The decision was motivated by the fact that the market is very volatile and ‘dangerous’.
“Crypto is a highly volatile asset class and trading crypto with leverage can be highly dangerous in the current volatile market conditions. Due to the high volatility in crypto markets, we may have to make further changes to our crypto offering a very short notice”.
The news has infuriated traders. According to Coindesk, Slovenian lawyer Slavko Vesenjak claims eToro has violated the agreement with its customers:
“A four-hour notice before closing all leveraged crypto positions made people wake up in their different time zones seeing their positions closed”.

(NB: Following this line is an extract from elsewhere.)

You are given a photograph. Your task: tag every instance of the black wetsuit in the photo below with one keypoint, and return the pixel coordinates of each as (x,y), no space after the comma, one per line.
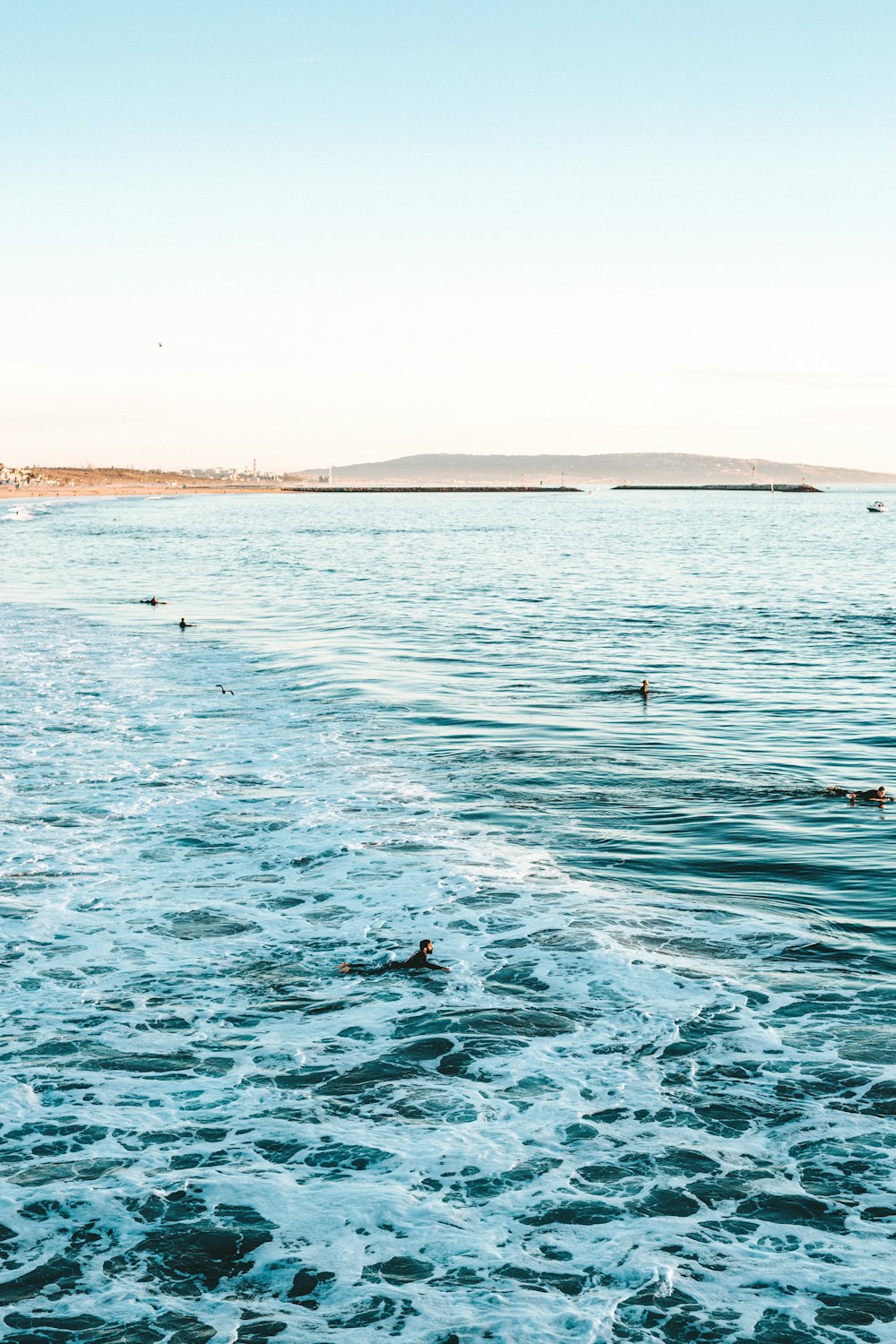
(419,961)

According to eToro however, the decision did not impact the majority of customers.
Amy Butler, head of PR at eToro, assured that the platform is still working to address the complaints that have come in.
Why did eToro discontinue leveraged crypto trading?
The crypto market is indeed in turmoil. Bitcoin has hit a record high of over $40,000 in the past few days, but as of last night it is in a steep decline: it has fallen as low as $33,000 and is currently trading at $35,000. This is still a daily drop of around 14%.
As always, Bitcoin is dragging the rest of the market which today is seeing mostly negative signals, with double-digit declines of up to 20% for some of the most popular cryptocurrencies such as Ethereum (-17%), XRP (-17%), Litecoin (-20%), Bitcoin Cash (-21%).
With these numbers, it is impossible to deny the volatility that makes the market very dangerous. The remaining issue is that eToro made the decision without giving its traders time to act.